- Written by: Michael Palin
- Presented by: Michael Palin
- Theme music composer: Andre Jacquemin Dave Howman
- Composers: Molly Nyman Harry Escott
- Country of origin: United Kingdom
- Original language: English
- No. of series: 1
- No. of episodes: 7

Production
- Running time: 55–60 minutes
- Production company: Prominent Television production

Original release
- Network: BBC One
- Release: 16 September – 28 October 2007

Related
- Himalaya with Michael Palin; Brazil with Michael Palin;

= Michael Palin's New Europe =

2007 British television travel documentary series

Michael Palin's New Europe is a travel documentary presented by Michael Palin and first aired in the UK on the BBC on 16 September 2007 and in the US on the Travel Channel on 28 January 2008. Palin visits 20 countries in Central and Eastern and Southeast Europe – the programme was filmed in the wake of the 2004 enlargement of the European Union (and shortly before the 2007 enlargement), which included many of the countries visited by Palin and significantly reshaped east–west relations on the continent. The filming was done in 2006 and early 2007 using HD (high definition) equipment. The result was made into seven one-hour programmes for BBC One and simulcast on BBC HD. A book, New Europe, was also written describing the trip, and illustrated with photographs by Basil Pao.

==Episodes==
The series consists of seven one-hour episodes:

| Number | UK title | US title | Countries visited |
|---|---|---|---|
| 1 | War and Peace | Across the Iron Curtain | Slovenia (briefly), Croatia, Bosnia and Herzegovina, Serbia and Albania |
| 2 | Eastern Delight | From the Rila Mountains to Cappodocia | Republic of Macedonia (briefly), Bulgaria and Turkey |
| 3 | Wild East | From the Dniestr to the Danube | Transnistria (briefly), Moldova and Romania Palin celebrated Transnistrian National Day, met a Moldovan self-sufficient old woman, worked with Romanian lumberjacks, interviewed Romanian tennis player Ilie Năstase and visited Transylvania and Bucharest with its Palace of the Parliament. |
| 4 | Danube to Dnieper | Hungary to Yalta | Hungary and Ukraine |
| 5 | Baltic Summer | The Baltic States | Estonia, Latvia, Lithuania and Russia (Kaliningrad Oblast) Palin joined in the festivities with some Neopagans. |
| 6 | From Pole to Pole | Poland | Poland |
| 7 | Journey's End | The End of the Line | Slovakia (briefly), Czech Republic and Germany (former East Germany) |

==BBC complaint==
The first episode of the series received a complaint due to alleged bias about the Bosnian War. The complainant criticised Palin's statement that the destruction of Mostar's Stari Most bridge had no reason, as well as a suggestion that Serbia was "unfairly blamed" for the war. In August 2008, the BBC Trust's editorial standards committee upheld the complaint, saying that the show attempted to show context to its statement about Serbia, but had oversimplified a controversial topic. It also said that the bridge comment was inaccurate as the destruction of the bridge was in order to isolate Bosniaks. The committee rejected part of the complaint, an accusation that the show was impartial because it did not mention the Srebrenica massacre.

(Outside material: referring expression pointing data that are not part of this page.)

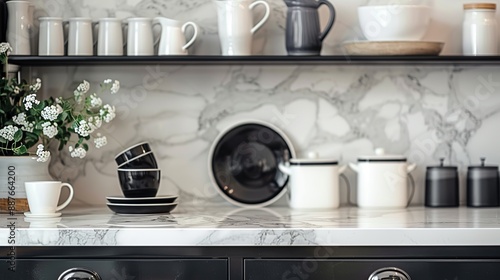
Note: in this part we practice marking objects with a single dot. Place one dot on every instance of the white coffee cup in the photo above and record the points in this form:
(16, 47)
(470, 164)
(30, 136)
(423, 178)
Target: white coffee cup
(140, 36)
(172, 38)
(236, 25)
(51, 36)
(43, 196)
(110, 37)
(80, 38)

In September 2009, Palin told the Royal Television Society that the complainant was allegedly a "serial complainer", adding "The complaint was upheld. That, I believe, brings the BBC into disrepute. I think it was a stupid decision. I felt very, very angry and very let down". When Palin left the BBC for Channel 5 in 2012, he mentioned the upheld complaint as a cause of friction.